I use the free LE SSL Cert for all the virtual hosts and SMTP/IMAP/POP3

First make sure all DNS record are pointed to the correct IP. This includes all A records for @, www, and smtp.

yum install git bc
git clone https://github.com/letsencrypt/letsencrypt /opt/letsencrypt

Also make sure port 443 is open on iptables.

Obtain a certicate:

systemctl stop nginx
cd /opt/letsencrypt
./letsencrypt-auto certonly --standalone

Fill in my email address, then agree the agreement, then fill in all the domain names:

mydomain.com, www.mydomain.com,smtp.mydomain.com, mailwatch.mydomain.com, postfixadmin.mydomain.com roundcube.mydomain.com

output:

IMPORTANT NOTES:

  • Congratulations! Your certificate and chain have been saved at
    /etc/letsencrypt/live/mydomain.com/fullchain.pem. Your cert will
    expire on 2016-05-29. To obtain a new version of the certificate in
    the future, simply run Let’s Encrypt again.

Let’s Encript SSL Cert is only valid for 90 days.

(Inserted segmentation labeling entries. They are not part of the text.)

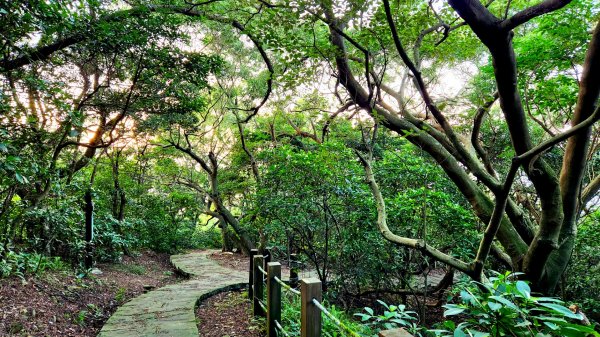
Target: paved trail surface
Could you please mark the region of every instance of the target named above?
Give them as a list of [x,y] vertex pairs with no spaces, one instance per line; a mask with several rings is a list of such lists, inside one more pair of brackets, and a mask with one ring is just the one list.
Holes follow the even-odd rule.
[[196,302],[227,289],[247,286],[248,274],[219,266],[214,251],[173,255],[171,263],[189,281],[143,294],[121,306],[99,337],[197,337]]

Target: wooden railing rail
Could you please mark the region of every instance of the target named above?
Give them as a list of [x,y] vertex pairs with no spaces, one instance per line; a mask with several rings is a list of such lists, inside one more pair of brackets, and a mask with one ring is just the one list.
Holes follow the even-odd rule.
[[[266,258],[268,256],[268,258]],[[307,278],[299,282],[300,290],[295,289],[298,283],[298,274],[290,273],[288,283],[281,278],[281,263],[270,262],[271,253],[259,254],[258,250],[250,252],[250,275],[248,284],[248,297],[252,302],[252,311],[255,316],[265,317],[267,323],[267,337],[288,336],[281,323],[281,290],[288,291],[292,296],[300,296],[300,336],[320,337],[323,314],[330,319],[340,331],[347,336],[360,337],[360,335],[333,316],[322,303],[322,285],[319,279]],[[293,270],[294,268],[292,268]],[[266,297],[264,294],[266,285]],[[266,298],[266,302],[264,299]],[[398,331],[382,331],[381,336],[411,336],[408,334],[397,335]],[[406,333],[402,330],[402,332]]]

To renew it, set a cron job (or wrote a script). The command to renew is:

/root/.local/share/letsencrypt/bin/letsencrypt renew --agree-tos

To test this command, add --dry-run flag at the end.

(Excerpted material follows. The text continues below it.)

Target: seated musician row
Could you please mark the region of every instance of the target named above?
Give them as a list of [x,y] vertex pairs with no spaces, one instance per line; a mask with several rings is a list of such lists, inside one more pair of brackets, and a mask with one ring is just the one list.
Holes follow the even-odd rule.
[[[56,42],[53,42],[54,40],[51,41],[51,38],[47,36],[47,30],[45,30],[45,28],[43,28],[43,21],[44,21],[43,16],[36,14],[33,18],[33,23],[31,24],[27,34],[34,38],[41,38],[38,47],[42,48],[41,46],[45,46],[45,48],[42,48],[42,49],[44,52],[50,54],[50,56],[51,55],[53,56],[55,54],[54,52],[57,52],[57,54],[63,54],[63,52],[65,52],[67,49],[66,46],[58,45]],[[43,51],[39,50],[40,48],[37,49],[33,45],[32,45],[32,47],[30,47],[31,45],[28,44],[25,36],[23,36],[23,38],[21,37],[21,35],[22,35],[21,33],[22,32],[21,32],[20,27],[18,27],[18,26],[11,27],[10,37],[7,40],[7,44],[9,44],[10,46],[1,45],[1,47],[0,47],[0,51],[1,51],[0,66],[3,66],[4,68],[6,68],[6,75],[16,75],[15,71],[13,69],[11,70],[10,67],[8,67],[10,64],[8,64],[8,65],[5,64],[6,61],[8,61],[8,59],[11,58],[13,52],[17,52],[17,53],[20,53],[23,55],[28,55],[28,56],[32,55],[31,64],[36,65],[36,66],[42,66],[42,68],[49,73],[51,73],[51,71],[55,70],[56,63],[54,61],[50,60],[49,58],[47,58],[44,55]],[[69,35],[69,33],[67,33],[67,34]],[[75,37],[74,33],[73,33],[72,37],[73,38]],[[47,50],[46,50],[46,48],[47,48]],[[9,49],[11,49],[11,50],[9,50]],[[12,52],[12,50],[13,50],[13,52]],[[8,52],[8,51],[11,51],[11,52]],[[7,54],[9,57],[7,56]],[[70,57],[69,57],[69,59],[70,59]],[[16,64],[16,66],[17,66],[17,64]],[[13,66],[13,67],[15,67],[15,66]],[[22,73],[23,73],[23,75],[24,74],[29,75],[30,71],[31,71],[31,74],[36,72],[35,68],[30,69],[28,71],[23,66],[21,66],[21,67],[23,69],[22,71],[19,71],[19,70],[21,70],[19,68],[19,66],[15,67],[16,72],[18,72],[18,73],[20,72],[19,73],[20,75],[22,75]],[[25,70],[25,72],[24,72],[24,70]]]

Here is my simple bash script le_renew.sh:

#!/bin/bash

systemctl stop nginx
/root/.local/share/letsencrypt/bin/letsencrypt renew --agree-tos
systemctl start nginx

Tip:

To obtain LE SSL certificates in one liner command:

/opt/letsencrypt/letsencrypt-auto certonly --standalone --agree-tos --email myemail@domain.tld -d mydomain.com -d www.mydomain.com -d smtp.mydomain.com -d mailwatch.mydomain.com -d postfixadmin.mydomain.com -d smtp.mydomain.com -d roundcube.mydomain.com

Configure Virtual Host

I will have few web sites running on this server using named based virtual host. They are RoundCube webmail, Postfix Admin and MailWatch.

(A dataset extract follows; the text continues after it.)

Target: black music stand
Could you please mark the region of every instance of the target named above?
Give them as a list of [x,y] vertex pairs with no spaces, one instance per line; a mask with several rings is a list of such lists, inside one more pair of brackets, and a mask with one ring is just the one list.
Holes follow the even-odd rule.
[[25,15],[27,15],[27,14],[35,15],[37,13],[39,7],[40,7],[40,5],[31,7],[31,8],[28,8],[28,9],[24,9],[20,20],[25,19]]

I need to create a 2048 bit DH params file(default is 1024 bit):

openssl dhparam -out /etc/nginx/dhparams.pem 2048

Now let’s configure the first virtual host postfixadmin.mydomain.com by create a new configration file /etc/nginx/conf.d/postfixadmin.conf with content:

server {

listen 80;
server_name postfixadmin.mydomain.com;
return 301 https://$server_name$request_uri; # enforce https

}

server {

listen 443 ssl;
server_name postfixadmin.mydomain.com;
root /var/www/html/postfixadmin;
index index.php;
charset utf-8;
access_log /var/log/nginx/pa-access.log;
error_log /var/log/nginx/pa-error.log;

## SSL settings
ssl_certificate /etc/letsencrypt/live/mydomain.com/fullchain.pem;
ssl_certificate_key /etc/letsencrypt/live/mydomain.com/privkey.pem;
ssl_protocols TLSv1.2 TLSv1.1 TLSv1;
ssl_prefer_server_ciphers on;
ssl_ciphers "EECDH+ECDSA+AESGCM EECDH+aRSA+AESGCM EECDH+ECDSA+SHA384 EECDH+ECDSA+SHA256 EECDH+aRSA+SHA384 EECDH+aRSA+SHA256 EECDH+aRSA+RC4 EECDH EDH+aRSA RC4 !aNULL !eNULL !LOW !3DES !MD5 !EXP !PSK !SRP !DSS !RC4";
ssl_dhparam /etc/nginx/dhparams.pem;
ssl_session_cache shared:SSL:10m;
ssl_session_timeout 10m;
ssl_ecdh_curve secp521r1;

add_header Strict-Transport-Security max-age=31536000;

location / {
try_files $uri $uri/ index.php;
}

location ~ \.php$ {
try_files $uri =404;
fastcgi_split_path_info ^(.+\.php)(/.+)$;
fastcgi_param SCRIPT_FILENAME $document_root$fastcgi_script_name;
include fastcgi_params;
fastcgi_pass unix:/run/php-fpm/php-fpm.sock;
fastcgi_index index.php;
}

}

Let’s make a test page:

mkdir /var/www/html/postfixadmin
echo "<?php phpinfo(); ?>" > /var/www/html/postfixadmin/info.php

Restart Nginx and test by go to http://postfixadmin.mydomain.com/info.php, it should jump to https:// automatcally and show the PHP info page.

A good test for SSL can be done at SSL LABS. I got the highest score “A+“!

Repeat the above steps to create other virtual host sites(mailwatch, roundcube). Later we will build these sites in their doc root directory.

Now I have a basic LEMP server with SSL and firewall protections. I’m now ready to build the mail server on this system.